A research team co-led by brothers Professor Lars Ittner and Dr Arne Ittner from the Dementia Research Centre at Macquarie University has used gene therapy to treat dementia, by activating a naturally protective enzyme in the brain known as p38gamma. Research has shown the protective effect of p38gamma diminishes as dementia progresses and memory loss increases. Harnessing the protective benefits of p38gamma may therefore prevent memory loss from dementia or even reverse its effects.
“This protective function is tightly linked to the tau protein, a central factor in dementia that is known to promote memory loss. p38gamma can modify tau in a unique way and reduce its bad effects on memory,” Dr Ittner said.
In their study of memory impairments in mice with advanced stages of dementia, the researchers showed that by increasing the activity of the enzyme p38gamma mice recovered their memory function and ability to learn within two months of receiving treatment.
“We found in our experimental models the protective effect of p38gamma can be harnessed to restore memory capacity in the brain.

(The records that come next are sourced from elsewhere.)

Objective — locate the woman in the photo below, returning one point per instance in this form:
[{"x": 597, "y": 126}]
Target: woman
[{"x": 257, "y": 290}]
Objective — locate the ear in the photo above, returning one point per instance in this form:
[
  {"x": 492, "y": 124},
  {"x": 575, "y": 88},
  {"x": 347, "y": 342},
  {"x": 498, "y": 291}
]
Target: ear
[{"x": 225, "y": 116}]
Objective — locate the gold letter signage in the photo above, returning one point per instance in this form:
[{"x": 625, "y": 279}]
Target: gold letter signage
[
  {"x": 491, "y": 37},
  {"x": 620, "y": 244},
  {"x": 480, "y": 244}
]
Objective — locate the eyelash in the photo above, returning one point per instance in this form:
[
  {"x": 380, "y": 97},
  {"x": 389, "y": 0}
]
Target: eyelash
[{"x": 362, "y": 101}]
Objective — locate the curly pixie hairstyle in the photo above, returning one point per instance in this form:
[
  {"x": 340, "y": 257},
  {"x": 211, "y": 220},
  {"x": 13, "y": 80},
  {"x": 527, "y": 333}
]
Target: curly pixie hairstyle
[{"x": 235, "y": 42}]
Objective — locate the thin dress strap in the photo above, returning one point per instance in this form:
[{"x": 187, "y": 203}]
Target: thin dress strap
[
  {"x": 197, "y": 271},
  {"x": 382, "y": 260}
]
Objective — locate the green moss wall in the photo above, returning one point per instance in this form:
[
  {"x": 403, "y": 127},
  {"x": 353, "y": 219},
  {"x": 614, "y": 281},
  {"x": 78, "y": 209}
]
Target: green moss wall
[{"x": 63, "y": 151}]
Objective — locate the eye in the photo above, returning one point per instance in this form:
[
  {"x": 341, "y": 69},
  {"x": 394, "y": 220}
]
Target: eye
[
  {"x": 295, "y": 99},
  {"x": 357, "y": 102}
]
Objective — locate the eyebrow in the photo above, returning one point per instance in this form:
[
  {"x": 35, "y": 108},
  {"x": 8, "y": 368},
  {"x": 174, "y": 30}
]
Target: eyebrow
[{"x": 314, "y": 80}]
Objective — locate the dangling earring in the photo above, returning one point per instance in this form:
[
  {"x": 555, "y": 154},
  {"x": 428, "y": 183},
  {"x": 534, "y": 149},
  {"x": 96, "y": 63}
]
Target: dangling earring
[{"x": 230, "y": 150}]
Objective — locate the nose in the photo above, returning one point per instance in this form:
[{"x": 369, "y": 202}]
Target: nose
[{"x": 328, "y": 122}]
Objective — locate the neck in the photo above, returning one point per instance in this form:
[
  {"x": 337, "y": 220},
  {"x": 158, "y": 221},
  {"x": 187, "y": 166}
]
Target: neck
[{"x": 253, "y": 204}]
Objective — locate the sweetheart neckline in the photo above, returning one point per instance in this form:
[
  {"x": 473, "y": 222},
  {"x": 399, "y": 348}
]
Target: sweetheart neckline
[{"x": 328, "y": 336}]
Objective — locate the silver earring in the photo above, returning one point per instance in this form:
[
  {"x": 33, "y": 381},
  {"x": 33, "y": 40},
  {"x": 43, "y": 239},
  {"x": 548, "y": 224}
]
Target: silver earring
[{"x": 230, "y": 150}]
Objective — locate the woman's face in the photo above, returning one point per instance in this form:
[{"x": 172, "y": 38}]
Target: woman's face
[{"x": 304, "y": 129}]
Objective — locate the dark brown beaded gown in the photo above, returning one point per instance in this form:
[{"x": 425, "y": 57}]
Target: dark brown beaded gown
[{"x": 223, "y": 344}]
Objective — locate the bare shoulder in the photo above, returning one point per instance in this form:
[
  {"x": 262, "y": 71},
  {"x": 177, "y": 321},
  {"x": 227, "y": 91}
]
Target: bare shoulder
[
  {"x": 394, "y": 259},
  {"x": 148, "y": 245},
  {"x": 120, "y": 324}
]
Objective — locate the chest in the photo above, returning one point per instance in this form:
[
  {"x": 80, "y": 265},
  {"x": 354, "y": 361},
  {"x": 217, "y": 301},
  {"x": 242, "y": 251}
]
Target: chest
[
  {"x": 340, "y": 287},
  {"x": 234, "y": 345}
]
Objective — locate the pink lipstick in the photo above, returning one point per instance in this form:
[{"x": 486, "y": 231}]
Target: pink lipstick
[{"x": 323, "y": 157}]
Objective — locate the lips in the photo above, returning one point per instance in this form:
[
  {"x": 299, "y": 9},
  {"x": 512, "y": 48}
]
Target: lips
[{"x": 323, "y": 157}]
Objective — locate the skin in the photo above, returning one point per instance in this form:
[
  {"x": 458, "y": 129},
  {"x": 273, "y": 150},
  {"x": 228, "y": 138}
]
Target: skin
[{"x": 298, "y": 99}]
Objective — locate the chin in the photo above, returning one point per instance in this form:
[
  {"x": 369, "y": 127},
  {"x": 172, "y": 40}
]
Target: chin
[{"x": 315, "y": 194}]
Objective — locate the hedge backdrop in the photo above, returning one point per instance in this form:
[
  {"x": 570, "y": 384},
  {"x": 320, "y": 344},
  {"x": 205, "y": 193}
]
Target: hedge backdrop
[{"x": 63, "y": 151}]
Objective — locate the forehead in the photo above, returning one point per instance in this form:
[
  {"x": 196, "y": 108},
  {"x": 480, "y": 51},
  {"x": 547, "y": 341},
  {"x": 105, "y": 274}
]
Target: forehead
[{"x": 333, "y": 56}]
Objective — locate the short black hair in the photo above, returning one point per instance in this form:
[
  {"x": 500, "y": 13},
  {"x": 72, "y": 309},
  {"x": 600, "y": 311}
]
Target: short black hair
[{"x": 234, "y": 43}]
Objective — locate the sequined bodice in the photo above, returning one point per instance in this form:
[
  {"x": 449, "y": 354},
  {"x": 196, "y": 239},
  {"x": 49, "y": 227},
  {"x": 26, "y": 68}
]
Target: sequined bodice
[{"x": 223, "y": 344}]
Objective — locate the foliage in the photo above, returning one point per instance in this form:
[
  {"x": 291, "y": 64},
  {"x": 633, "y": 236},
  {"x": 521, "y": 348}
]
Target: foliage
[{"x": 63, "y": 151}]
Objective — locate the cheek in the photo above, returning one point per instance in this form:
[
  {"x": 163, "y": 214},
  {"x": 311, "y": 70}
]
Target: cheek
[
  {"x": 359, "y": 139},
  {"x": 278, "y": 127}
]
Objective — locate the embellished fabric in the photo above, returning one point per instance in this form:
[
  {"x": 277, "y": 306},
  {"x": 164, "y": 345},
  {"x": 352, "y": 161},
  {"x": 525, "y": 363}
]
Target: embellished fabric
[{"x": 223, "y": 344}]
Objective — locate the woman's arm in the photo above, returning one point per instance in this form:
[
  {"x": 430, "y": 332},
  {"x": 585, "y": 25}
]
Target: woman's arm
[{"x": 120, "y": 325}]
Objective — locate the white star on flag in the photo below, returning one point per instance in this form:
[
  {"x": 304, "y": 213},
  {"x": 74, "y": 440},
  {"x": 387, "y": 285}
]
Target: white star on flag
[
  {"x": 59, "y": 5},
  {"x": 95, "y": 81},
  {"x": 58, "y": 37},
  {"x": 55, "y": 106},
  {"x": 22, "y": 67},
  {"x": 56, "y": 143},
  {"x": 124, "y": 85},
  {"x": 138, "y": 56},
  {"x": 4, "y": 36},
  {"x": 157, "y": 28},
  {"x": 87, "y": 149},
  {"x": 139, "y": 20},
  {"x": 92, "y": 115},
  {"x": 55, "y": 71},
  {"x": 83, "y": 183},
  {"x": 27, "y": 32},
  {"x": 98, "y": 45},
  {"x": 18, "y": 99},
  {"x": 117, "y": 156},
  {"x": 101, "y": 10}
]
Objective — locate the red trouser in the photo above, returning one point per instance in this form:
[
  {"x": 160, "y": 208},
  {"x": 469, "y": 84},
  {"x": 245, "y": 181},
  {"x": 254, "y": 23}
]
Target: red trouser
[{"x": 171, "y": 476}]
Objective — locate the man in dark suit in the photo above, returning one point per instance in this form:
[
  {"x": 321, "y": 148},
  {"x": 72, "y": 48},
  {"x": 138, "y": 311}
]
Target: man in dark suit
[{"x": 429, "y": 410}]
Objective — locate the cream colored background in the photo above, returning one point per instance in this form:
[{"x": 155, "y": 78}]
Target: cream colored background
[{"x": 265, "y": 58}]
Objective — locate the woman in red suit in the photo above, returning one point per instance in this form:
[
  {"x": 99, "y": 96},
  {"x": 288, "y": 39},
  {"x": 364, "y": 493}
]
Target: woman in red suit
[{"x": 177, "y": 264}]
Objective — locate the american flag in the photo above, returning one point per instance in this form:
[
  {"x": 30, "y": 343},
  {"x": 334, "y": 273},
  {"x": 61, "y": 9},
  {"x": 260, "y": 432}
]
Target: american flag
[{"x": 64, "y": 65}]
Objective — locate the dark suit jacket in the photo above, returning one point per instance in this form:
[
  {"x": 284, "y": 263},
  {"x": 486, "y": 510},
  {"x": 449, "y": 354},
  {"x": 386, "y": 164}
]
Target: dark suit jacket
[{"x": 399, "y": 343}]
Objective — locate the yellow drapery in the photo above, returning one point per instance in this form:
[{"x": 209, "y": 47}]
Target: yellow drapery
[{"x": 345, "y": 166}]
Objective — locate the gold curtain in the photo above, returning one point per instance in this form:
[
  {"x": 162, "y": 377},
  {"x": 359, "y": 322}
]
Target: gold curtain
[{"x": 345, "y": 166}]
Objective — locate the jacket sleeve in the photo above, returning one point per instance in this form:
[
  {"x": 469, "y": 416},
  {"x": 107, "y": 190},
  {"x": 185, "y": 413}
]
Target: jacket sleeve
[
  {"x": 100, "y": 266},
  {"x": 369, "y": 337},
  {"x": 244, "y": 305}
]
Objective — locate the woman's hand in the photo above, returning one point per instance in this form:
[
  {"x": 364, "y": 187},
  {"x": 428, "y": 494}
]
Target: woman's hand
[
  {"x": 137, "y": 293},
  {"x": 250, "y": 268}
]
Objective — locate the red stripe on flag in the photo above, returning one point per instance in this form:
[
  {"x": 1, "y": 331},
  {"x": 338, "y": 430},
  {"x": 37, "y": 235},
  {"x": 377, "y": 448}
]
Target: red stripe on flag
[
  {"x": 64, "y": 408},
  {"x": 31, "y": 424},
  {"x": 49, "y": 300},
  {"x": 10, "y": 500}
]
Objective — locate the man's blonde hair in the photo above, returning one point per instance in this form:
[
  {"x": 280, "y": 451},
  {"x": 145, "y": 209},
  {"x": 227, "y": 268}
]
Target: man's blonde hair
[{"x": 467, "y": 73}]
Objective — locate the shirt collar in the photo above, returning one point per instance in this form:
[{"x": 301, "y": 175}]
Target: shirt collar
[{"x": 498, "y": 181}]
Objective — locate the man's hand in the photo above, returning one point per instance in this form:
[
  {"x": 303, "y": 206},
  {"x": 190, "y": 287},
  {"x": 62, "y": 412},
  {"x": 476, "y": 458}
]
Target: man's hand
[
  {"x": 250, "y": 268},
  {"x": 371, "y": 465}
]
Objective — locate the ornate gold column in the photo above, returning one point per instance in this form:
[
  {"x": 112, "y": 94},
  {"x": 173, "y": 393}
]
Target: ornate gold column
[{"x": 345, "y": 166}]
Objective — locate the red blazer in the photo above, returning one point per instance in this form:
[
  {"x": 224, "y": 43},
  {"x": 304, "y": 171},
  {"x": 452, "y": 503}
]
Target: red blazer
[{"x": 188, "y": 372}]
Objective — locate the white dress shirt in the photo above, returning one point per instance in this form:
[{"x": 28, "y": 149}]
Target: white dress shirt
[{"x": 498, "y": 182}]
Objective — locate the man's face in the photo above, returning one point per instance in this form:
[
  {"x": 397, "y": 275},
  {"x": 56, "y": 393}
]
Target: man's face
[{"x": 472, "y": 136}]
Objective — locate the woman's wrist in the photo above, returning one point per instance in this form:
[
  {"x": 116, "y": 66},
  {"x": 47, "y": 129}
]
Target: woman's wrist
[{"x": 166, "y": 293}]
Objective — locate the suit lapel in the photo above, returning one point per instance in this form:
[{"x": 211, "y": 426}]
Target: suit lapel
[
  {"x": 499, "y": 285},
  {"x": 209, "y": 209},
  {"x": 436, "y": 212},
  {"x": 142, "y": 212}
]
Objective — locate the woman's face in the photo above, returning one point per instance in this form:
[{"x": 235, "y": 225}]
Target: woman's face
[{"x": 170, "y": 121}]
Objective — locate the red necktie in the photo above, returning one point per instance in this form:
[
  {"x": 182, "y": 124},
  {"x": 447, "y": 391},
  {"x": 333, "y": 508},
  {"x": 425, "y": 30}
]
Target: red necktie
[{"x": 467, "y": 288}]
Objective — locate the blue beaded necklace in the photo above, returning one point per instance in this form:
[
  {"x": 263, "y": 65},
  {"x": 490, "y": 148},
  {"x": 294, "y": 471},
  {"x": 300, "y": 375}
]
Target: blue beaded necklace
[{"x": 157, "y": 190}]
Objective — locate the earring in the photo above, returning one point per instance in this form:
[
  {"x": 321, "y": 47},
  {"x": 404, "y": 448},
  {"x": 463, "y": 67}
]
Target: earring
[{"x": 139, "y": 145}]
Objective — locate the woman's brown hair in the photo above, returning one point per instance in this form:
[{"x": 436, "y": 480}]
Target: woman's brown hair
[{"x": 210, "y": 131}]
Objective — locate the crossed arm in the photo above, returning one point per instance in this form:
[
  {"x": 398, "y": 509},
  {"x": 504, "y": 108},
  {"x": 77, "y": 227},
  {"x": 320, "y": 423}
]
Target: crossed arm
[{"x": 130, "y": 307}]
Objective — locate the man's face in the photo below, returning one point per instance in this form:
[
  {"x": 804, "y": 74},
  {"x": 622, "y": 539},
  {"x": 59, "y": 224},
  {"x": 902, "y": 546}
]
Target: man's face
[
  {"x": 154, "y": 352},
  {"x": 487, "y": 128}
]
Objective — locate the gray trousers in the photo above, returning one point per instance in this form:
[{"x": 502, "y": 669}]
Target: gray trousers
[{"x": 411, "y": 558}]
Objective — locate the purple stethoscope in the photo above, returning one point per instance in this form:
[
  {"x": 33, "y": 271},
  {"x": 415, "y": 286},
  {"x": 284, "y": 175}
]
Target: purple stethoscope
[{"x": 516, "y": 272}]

This has very exciting potential to be a gene therapy for dementia,” Dr Ittner said.
“The next steps in our research are, of course, to develop these experimental findings into an efficient and safe therapy that benefits many Australians. In addition, we still do not understand why there is a protective gene like p38gamma in the first place. So our new projects aim to understand more about protective genes in the brain.”
The findings will be published in the September edition of the journal Acta Neuropathologica. The discovery provides a much needed break-through for the treatment of not only Alzheimer’s disease, but also other dementia-related diseases.